Quantitative Results

  • FlowRetrieval outperforms the best baseline method across different tasks, achieving an average of 14% higher success rate than the best baseline method in each domain (+10% in simulation,+19% in real).
  • FlowRetrieval also achieves on average 27% higher success rate than the best retrieval-based prior method.

Qualitative Analysis

FlowRetrieval retrieves similar motion from prior data while BR and SR retrsieve based on visual similarity of the state and consequently can retrieve adversarial data.

  • In the Square Assembly example, both baselines end up retrieving data points where the robot moves towards the round peg. FlowRetrieval on the other hand selects a very similar motion toward the square peg even when the background color is completely different from that in target data.
  • In LIBERO-Can, BR and SR again focus mainly on visual similarity instead of the picking up motion and retrieved data points that have very different motion (moving downwards). However, FlowRetrieval retrieves the correct motion of picking up, even if it is picking up a different object than in the target task.


  • When retrieving from the PnP dataset, FlowRetrieval focuses on the pick-up and transfer stage of the target task, and does not retrieve the placing motions from the prior dataset, effectively filtering adversarial prior data.
  • When retrieving from the Wild dataset, we see that FlowRetrieval retrieves viewpoints better aligned with that in the target task, while ProprioRetrieval retrieves very different viewpoints (sometimes the robot is not even in the view -- see example in rightmost column, second from bottom).
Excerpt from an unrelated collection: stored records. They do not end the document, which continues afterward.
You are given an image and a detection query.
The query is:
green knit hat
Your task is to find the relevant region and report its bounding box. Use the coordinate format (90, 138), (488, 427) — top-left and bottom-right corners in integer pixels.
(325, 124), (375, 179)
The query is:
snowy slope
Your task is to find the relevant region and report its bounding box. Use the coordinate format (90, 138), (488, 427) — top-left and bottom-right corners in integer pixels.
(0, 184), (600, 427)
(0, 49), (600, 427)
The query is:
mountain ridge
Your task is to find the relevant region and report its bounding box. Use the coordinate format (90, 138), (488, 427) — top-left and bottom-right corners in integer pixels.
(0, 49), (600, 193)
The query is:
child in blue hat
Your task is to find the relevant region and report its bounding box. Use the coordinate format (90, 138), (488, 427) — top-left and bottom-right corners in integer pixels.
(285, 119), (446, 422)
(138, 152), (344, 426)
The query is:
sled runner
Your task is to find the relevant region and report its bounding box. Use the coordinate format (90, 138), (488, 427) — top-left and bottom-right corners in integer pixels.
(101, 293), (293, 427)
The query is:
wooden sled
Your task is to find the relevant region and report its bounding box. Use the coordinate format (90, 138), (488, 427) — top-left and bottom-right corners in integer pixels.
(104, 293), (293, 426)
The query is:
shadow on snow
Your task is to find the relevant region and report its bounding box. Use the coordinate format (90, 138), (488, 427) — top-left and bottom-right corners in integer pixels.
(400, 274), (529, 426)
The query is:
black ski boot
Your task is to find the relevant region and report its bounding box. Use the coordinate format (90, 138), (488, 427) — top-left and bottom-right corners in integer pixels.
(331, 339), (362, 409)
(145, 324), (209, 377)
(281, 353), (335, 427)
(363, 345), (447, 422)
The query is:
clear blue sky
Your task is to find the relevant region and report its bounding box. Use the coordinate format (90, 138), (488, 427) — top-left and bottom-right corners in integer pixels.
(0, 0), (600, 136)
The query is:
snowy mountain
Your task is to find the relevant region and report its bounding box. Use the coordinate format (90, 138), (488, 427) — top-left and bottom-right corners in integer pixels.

In the Square Assembly task, the data right after the robot picks up the nut is crucial: actions that move towards the wrong goal are adversarial data. The data points after the forking point, while possibly performing a different task, are considered non-harmful. We can therefore analyze the quality of retrieved data under different retrieval methods by plotting the amount of different types of data retrieved from each stage of the task (split into 10 bins). FlowRetrieval uniformly retrieves from prior useful data and retrieves little adversarial data, while baseline models either cannot effectively filter out the adversarial data or does not retrieve enough useful data at the bottleneck stage (between pick up and transfer) of the task.